箕面三中もと校長から〜教育関係者のつぶやき〜

2015年度から2018年度に大阪府の箕面三中の校長を務めました。おもに学校教育と子育てに関する情報をのせています。

「待つ」ことのできる教師

2020年01月14日 06時36分00秒 | 教育・子育てあれこれ


すべての生徒がよくしゃべるわけではありません。しゃべったかと思えば黙り込んだりする生徒もいます。

ただ、教師にとって、苦手とすることが多いのは、ほとんど多くを語らない無口な子です。

なかには何をたずねても、ジーと黙りこむ生徒もいます。

「聴く」ことが大切なのはわかっているが、話してくれないと始まらない。

なんでもよく話す生徒には、それに返していくことで、言葉のキャッチボールがしやすいのですが、黙りこむ生徒に面談した場合には、沈黙が過ぎていく。

私が以前担任していたクラスにある女子生徒がいました。

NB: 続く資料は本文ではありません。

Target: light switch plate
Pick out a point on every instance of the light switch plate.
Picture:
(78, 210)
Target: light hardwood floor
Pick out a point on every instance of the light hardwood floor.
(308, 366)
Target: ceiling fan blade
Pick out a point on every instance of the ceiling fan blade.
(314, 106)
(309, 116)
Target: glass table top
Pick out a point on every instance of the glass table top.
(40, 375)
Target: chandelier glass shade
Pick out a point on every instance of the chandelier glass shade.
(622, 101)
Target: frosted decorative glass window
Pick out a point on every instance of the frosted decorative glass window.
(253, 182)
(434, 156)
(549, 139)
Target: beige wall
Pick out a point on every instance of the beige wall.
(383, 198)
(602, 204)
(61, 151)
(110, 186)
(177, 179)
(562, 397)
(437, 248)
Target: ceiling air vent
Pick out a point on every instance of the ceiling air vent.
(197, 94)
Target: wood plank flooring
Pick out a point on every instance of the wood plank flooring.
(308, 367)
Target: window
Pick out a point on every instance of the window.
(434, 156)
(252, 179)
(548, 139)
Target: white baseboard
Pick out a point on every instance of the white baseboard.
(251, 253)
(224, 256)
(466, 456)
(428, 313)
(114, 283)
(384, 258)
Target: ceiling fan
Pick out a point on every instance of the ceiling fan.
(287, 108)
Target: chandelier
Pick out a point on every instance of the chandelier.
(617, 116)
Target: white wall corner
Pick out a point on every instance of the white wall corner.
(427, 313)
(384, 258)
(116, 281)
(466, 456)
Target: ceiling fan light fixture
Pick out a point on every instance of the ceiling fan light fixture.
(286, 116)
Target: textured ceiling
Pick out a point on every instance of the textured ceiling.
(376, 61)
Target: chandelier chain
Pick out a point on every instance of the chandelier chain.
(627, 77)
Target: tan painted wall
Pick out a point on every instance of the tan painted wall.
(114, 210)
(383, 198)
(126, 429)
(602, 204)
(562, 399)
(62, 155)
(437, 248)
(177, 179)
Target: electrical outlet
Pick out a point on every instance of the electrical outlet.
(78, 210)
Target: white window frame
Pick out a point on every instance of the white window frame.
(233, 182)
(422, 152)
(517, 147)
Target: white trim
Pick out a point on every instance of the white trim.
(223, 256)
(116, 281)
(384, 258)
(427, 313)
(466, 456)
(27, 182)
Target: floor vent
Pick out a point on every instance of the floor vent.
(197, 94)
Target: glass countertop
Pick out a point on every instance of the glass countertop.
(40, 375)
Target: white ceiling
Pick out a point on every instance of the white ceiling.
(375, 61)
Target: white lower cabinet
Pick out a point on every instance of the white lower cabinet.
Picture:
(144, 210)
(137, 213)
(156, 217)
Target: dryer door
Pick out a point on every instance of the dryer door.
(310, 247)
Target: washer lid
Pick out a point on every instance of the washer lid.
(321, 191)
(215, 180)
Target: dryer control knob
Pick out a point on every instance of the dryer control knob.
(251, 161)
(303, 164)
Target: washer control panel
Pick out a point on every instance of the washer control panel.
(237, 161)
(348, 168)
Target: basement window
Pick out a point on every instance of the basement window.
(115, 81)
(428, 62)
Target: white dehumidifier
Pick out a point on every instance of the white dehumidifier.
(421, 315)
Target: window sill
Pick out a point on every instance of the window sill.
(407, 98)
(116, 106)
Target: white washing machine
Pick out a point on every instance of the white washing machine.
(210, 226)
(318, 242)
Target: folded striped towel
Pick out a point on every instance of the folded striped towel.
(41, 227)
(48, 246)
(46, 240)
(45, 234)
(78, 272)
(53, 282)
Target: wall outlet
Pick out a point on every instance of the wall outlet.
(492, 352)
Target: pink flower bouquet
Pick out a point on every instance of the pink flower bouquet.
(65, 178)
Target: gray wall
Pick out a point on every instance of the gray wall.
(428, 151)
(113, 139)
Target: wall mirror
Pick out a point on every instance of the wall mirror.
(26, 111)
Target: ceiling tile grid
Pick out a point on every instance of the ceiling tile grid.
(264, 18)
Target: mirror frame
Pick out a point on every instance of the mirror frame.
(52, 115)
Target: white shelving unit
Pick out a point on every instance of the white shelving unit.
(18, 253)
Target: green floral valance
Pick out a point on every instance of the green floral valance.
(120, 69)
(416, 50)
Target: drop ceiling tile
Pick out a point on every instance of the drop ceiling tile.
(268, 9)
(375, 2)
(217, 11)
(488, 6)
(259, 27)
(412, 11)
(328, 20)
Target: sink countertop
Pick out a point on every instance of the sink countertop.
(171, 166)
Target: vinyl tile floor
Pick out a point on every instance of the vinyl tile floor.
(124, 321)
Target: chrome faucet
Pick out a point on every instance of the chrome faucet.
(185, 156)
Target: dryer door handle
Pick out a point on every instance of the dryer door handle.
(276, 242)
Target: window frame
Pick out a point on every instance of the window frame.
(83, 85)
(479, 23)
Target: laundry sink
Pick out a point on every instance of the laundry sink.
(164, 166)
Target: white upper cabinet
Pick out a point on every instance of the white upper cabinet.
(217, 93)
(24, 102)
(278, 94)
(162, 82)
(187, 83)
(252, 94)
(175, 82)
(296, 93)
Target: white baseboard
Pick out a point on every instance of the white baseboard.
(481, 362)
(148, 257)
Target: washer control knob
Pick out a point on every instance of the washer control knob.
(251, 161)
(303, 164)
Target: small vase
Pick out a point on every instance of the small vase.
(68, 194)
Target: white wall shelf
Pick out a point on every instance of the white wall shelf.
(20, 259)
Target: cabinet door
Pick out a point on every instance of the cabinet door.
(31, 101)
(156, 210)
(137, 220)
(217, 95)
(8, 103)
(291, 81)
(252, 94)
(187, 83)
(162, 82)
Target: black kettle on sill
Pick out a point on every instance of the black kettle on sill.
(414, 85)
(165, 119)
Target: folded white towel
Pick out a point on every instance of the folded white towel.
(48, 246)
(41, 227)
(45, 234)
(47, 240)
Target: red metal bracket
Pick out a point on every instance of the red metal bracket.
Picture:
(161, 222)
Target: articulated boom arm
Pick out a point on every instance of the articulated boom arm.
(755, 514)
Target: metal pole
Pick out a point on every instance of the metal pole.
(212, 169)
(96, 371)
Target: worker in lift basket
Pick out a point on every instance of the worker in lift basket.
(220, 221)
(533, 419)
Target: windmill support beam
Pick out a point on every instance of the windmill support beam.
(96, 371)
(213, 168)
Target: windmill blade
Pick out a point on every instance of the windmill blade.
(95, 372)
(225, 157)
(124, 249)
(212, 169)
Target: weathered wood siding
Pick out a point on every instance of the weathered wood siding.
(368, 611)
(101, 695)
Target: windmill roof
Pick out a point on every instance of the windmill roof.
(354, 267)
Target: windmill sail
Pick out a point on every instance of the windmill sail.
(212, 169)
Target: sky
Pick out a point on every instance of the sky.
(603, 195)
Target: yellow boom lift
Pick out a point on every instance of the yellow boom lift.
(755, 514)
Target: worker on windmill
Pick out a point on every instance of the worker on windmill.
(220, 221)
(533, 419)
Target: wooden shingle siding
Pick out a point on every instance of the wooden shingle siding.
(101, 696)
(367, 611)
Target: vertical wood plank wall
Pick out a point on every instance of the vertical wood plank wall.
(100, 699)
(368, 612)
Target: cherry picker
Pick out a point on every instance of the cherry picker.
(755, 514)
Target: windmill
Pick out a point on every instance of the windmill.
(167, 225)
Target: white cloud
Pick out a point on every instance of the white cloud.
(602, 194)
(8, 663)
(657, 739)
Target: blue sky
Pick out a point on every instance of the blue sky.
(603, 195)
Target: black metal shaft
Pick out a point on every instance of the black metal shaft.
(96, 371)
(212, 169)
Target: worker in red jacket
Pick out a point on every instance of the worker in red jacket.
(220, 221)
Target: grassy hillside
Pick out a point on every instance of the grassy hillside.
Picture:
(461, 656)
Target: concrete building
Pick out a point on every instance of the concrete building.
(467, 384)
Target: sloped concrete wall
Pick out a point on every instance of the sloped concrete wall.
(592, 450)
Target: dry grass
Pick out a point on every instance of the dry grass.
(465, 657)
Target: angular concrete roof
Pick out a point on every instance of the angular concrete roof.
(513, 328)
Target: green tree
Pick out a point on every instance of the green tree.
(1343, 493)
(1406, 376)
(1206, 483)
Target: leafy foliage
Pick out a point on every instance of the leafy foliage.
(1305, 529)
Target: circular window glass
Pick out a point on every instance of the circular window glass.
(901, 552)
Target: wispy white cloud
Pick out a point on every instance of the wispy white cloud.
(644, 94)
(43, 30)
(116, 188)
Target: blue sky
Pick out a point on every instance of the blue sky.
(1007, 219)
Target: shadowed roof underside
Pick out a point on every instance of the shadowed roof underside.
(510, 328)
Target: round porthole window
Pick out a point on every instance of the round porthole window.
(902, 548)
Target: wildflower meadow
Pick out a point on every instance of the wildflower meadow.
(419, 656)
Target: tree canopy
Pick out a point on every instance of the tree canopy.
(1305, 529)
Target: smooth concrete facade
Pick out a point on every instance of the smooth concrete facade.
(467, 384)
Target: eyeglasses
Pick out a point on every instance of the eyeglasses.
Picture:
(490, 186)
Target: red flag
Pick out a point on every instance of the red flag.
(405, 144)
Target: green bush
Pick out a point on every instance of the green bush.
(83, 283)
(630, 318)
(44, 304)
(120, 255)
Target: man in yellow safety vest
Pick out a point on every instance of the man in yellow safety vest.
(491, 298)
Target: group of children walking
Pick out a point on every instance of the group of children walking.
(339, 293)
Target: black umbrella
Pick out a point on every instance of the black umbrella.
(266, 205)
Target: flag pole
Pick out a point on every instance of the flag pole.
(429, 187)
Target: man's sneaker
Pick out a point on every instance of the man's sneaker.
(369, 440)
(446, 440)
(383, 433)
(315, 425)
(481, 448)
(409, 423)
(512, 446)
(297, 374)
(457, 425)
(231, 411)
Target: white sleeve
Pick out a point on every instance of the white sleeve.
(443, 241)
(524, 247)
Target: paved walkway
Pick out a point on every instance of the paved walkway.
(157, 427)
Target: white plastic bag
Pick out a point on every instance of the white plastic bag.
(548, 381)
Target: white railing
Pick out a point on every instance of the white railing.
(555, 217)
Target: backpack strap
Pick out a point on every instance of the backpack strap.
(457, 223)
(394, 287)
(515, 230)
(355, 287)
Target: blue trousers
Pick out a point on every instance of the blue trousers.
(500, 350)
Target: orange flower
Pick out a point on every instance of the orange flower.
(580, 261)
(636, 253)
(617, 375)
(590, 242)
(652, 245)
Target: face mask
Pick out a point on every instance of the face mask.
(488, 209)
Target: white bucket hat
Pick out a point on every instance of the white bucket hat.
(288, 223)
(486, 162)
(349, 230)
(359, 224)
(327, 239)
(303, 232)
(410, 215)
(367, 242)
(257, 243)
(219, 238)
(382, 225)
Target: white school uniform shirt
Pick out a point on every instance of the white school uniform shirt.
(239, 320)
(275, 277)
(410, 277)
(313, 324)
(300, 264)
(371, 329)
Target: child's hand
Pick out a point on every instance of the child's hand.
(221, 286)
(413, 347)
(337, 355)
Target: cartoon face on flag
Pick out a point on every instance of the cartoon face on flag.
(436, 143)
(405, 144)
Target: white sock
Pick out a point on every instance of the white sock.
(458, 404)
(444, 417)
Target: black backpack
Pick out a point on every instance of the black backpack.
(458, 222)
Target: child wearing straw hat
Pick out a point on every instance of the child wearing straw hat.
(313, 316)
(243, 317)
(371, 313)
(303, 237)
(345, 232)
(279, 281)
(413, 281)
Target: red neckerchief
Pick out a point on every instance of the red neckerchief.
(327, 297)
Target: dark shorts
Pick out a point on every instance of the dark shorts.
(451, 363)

生活習慣は確立していて、ある程度学習が得意な生徒でした。

何のことについて尋ねたかは忘れましたが、ジーと黙っているばかりで、こちらから質問しても「・・・・」。

無意味に時間が過ぎていきます。そして、何度か質問をしたあともジーと黙っていたので、私はついに怒鳴ってしまいました。

「黙っていたら、なにを考えているかわからないやろ。話してはじめて何を考えているのかわかるんや。なんで黙っているねん」

私が感情的になったので、相手は驚いたようでしたが、それでも沈黙でした。

気まずくなり、その時の話は、お茶を濁すように繕って終わりましたが、あとで私は反省しきりでした。

つい感情的になってしまった。考えてみれば、その生徒はずるいところなどまったくなく、礼儀正しい生徒でした。

話が続かないのなら、早く面談を終わらせ、例えばその子に礼儀正しさについて「あまり話せなかったけど、人として大切なものをもっていると思うよ」と加えればよかったのだと思います。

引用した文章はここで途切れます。